そうやってると、ふとアイデアが出てくるんですよね。これ、ブログに使おうとか、西魔女に伝えようとか。ポケットにこっそり忍ばせたポストイットを取り出してメモするんです。それを後で文字に起こしたのがこの記事なわけ。

僕の気持ちを書きとめ、ブログに書いて標本化する。今回ラッキーだったのは友人の友人であるXさんが著した本の草稿が送られてきたこと。Xさんは数年前にパートナーを自死で亡くして書き始めた50冊の日記を編集した心の軌跡の物語。
このブログは僕の物語。似た物語があると、とても助かるんだ。Xさんの物語にシンクロし、僕自身の物語を豊かに発展してゆける。ふたつを比べてどっちが良いとか悪いとか、そういうことではないんです。X物語をTiki物語に引き寄せて、そうか、そっちの方にも展開できるんだ!いろいろなアイデアが浮かぶ。
それに、明後日、河辺貴子さんが授業に来てくれるんだ。9年前、夫をガンで亡くすまでのプロセスを絵日記にしてホスピスの個室のドアに貼り続けたのが注目され本になり、NHKでも放映された。何年か続けて僕の授業に来てもらい、学生たちに家族の死、そしていのちの尊さを語ってもらった。ここ2-3年は休んでいたのだけど、今回また来てもらうことにした。河辺さんの、愛する命を送る物語。それに学生たちからの質問。先週、NHKのビデオを見せ、私のブログを見せて、「河辺さんと私に聞きたいこと」という課題を出したんだ。学生のためもあるけど、僕自身のためなんだよね。
Xさん、河辺さん、そして学生たち。そういうのを全部利用して僕の物語を広げていくんだ。
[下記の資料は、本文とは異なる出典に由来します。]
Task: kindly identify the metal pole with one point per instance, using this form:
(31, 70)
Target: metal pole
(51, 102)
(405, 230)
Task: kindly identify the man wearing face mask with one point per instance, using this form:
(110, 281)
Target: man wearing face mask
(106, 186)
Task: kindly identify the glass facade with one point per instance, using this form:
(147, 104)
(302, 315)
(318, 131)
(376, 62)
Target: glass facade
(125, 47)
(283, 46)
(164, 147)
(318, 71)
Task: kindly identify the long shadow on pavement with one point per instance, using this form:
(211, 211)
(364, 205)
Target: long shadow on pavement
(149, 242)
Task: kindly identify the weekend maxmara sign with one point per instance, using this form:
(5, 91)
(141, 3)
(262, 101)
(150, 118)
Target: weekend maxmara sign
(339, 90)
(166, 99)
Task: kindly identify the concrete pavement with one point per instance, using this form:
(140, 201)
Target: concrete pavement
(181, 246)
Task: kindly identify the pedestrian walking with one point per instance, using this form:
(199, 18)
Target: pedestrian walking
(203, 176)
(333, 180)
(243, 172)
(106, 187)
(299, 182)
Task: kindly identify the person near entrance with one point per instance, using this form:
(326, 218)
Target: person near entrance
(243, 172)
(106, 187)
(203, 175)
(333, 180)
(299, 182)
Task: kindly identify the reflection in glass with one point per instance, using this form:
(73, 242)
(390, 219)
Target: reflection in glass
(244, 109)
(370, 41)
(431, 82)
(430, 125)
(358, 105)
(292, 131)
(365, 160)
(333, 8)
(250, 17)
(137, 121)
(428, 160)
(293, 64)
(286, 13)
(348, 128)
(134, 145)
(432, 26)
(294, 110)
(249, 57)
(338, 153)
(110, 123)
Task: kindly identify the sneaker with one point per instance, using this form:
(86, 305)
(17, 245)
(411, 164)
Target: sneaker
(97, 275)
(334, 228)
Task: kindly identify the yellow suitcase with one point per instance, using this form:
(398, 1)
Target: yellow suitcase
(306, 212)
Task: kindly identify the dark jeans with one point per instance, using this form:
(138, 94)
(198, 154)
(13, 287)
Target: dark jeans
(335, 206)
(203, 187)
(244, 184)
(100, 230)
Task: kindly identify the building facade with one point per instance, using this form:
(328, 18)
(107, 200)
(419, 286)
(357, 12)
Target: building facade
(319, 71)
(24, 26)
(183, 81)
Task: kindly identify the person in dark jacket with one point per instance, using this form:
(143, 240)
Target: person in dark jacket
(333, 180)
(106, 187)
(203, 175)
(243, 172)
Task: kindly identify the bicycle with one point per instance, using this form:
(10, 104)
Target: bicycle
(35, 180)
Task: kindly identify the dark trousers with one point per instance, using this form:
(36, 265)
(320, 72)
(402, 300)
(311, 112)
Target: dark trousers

おたくの心情が何となく理解できるようになった。コスプレ、鉄道、アニメ、何でもいい。そこに没頭することで、自分独自の世界を作ることができる。その中に自己を投影し、自分なりの秩序を作ることができる。
僕の中の優子の世界もおたくと同様だ。僕だけのユニークな世界。僕が構成している。具体的にいえば、優子を失った悲しみの世界。どう僕と子どもたちが悲しみと向き合い(あるいは避け)乗り越えた(乗り越えなかった)のか。そして、21年間、優子と共に築いてきた家族という日常の世界。それがどう生まれ、どう終わったのか。さらに付け加えるなら、優子と一緒になる前の僕自身の世界と優子自身の世界。それら全部が含まれる。
その世界のプレイヤー(選手)は僕と子どもたち。その周りに内野席と外野席から多くの人たちが見守ってくれる。
優子が生きている時、僕の物語は語る必要はなかったし、その存在に気づくことさえ不要だった。第一の登場人物である優子と織りなす日常の物語。恋愛時代は毎晩欠かさなかった1時間ほどの長電話の中で、結婚してからは日常生活の中で、自然にお互いの中に吸収されていった。あえて物語らなくても、優子が僕を見て、僕が優子を見ていた。それで十分だった。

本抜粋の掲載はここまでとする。